Here is a list of recent publications for RAPID researchers.
RAPID emphasizes research in four major, highly coupled categories: (i) automated drilling, completion and stimulation control; (ii) modeling, simulation, and empirical validation of downhole environments; (iii) monitoring, data analytics, and “Big Data;” and (iv) intelligent mechanization and automation.
- An automated drilling control system must equal the performance of operators on modern systems and ideally achieves the best possible drilling performance in the presence of constraints and uncertainties. This motivates our decision to include research into real-time optimization-based drilling control, which incorporates constraints and models of uncertainties into its decision making directly. A university-centric consortium allows us to develop an open architecture and solution framework that produces verifiably correct control methods and algorithms that can be implemented and executed on real-time computers without requiring an expert in the loop. This dramatically increases the potential for overall rig automation and/or remote operation.
- Modeling, simulation, and empirical validation in downhole environments is the unifying and foundational effort for other three major efforts. Any efforts in this area will be driven by the needs to improve control, data analytics, or mechanization efforts. While efforts in this category are essential, efforts will only be undertaken to support the other research threads, thus ensuring the consortium research efforts are enabling useful technologies and not merely better models. If model development is motivated by technologies, then there must be an inherent discipline to ensure the models are experimentally verified – which is unfortunately not a common practice in university research.
- Monitoring, data analytics, and “Big Data” are necessary areas of research to (i) leverage the extensive and already available plethora of data collected on rigs today that is woefully underutilized; (ii) develop the algorithms necessary to leverage this data or determine what data is actually needed, and (iii) ensure that the developed algorithms are scalable, transferable and get the right information to the right location on the planet in the required timeframe for it to be useful. There are established monitoring techniques for select phenomena of interest (vibration, tribology, thermography, etc.) that provide some warning of an impending failure. However there is still a need to recognize slow degradations, recognize sensor failures, and use the collected data to better understand the overall drilling conditions. Once developed, there will only be an increase in the already huge streams of data collected. There is already a limited capacity to use this data in real-time or apply value adding analytics to the streaming data in order to extract key information or assert reliable action recommendations Long-term research is needed to not only develop such algorithms, but to aggregate data so they can be broadly applied.

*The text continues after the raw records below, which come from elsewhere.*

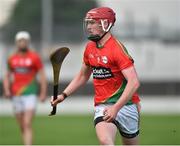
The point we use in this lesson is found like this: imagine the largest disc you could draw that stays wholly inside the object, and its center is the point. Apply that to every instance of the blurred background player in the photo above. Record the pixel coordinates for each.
(20, 83)
(114, 77)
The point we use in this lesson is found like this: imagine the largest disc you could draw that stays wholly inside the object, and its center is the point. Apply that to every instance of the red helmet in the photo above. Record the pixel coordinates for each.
(102, 13)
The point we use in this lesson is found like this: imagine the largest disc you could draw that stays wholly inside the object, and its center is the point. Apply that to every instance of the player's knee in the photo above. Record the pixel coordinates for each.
(27, 125)
(104, 140)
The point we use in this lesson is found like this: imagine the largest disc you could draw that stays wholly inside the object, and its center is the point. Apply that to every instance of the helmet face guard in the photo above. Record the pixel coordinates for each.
(101, 24)
(100, 16)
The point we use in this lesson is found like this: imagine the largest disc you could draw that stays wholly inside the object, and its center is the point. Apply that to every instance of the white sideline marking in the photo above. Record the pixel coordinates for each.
(84, 105)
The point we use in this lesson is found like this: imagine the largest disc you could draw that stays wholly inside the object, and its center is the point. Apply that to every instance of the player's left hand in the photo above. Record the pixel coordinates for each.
(110, 113)
(42, 98)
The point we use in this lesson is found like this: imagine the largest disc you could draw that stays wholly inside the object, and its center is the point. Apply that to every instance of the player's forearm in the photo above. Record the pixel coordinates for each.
(78, 81)
(130, 89)
(6, 83)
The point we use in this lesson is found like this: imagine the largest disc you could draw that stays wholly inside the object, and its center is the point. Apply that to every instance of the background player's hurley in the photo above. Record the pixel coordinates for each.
(56, 59)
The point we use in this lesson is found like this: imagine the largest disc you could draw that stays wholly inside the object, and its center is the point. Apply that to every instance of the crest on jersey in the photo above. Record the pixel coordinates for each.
(104, 59)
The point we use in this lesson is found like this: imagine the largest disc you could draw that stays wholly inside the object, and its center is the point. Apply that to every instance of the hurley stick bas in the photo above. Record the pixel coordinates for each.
(56, 59)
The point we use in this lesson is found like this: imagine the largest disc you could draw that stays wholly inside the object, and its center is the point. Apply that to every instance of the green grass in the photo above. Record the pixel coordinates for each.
(76, 129)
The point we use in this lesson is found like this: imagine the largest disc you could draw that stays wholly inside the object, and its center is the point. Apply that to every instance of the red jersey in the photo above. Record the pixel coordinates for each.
(24, 69)
(107, 64)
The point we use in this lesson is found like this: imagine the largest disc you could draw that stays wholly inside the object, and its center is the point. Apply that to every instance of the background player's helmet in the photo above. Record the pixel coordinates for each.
(22, 35)
(100, 14)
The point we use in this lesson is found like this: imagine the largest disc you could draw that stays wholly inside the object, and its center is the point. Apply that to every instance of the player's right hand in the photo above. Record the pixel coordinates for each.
(59, 99)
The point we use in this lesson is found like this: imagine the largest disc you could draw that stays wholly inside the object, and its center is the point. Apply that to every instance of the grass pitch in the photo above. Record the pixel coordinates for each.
(79, 129)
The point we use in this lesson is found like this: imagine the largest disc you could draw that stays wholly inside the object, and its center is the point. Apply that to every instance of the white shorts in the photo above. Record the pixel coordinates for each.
(127, 120)
(24, 102)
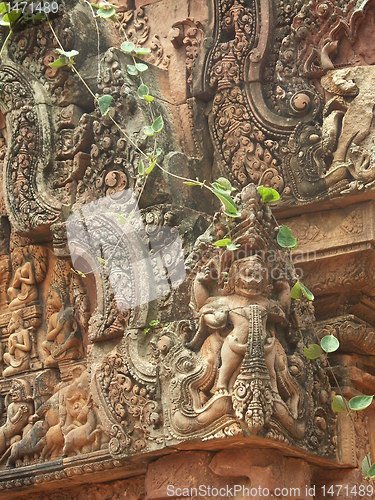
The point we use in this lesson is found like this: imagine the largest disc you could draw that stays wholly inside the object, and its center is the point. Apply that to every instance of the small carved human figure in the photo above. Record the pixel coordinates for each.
(19, 408)
(64, 337)
(23, 290)
(80, 429)
(19, 344)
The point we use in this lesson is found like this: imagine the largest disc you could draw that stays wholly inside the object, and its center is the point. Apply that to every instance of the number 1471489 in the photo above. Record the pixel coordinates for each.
(33, 8)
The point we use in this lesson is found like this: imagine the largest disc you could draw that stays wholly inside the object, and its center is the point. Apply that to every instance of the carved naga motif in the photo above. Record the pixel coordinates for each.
(288, 95)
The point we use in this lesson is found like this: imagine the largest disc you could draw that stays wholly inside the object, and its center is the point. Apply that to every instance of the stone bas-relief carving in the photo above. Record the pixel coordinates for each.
(87, 383)
(239, 362)
(19, 346)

- Intelligent mechanization and automation. As confidence in the drilling control and data analytics increase, the motivation to move operators out of remote and hazardous environments to safer operational command centers will certainly increase. Thus a key element to the meet consortium’s goals will be the mechanization, intelligent automation and re-design of rigs to drill with fewer or no workers on site. Many of capabilities necessary to ensure multiple automated devices can work in a shared workspace exist in other industry, but there are significant research and engineering challenges to port these capabilities to the oil and gas industry given the high level of task uncertainty and unpredictable environments. Challenges faced by the oil industry in automation have been addressed in other domains (space, nuclear, etc.) that have similar challenges. These include collision checking, sharing workspaces (with operators or other mechanized systems, operator interfaces, task scheduling, 3D mapping, trajectory planning, tele-operation, and system integration. Researchers at UT Austin will look to adopt existing technologies whenever possible to minimize risk and shorten the path to deployment.
UT Austin’s hardware-in-the-loop (HIL) Simulator which includes a screen that wraps around a driller’s and assistant driller’s chair. Each component in the simulation is managed by its own PLC which provides an accurate depiction rig operation.
Areas of Interest and Activity
Areas of interest and activity include – but are not limited to – the following topics. The input and advice of consortium members will be the primary influence on research topics, scope, and objectives.
- Automated drilling control for (remote) directional drilling and geo-steering
- Automated drilling control to address adverse drilling conditions (i.e. stick-slip, whirl, bit-bounce, etc.)
- Automated drilling control for wellbore stability and lost circulation prevention
- Automated managed pressure drilling and dual gradient drilling solutions
- Automated completion, stimulation / hydraulic fracturing, and well intervention tasks
- Mechanization for drilling automation (pipe handling, BHA assembly, drilling while circulating, etc.)
- Mechanization for rig move / transport, mob/demob, and skidding / rig walking
- Automation and optimal control for tripping
- Rig design for automation
- Novel sensor design and development for automation
- High-frequency downhole and surface sensor analysis
- Data quality, data analytics and sensor standards
- Scalable “Big Data” information models and communication protocols
- Decision support software for data monitoring, event recognition, and process control
- Application of Hardware-In-the-Loop (HIL) simulators for automation prototyping and testing.
- Case-based teaching and training using HIL Simulator and UT Austin’s RTOC.
- Improved surface and downhole models (hydraulics, rock mechanics, hole-cleaning, drillstring dynamics, etc.) for use in controls, design, and training.
- Control-oriented model development and data analysis (BHA dynamics, bit-rock interaction, etc.).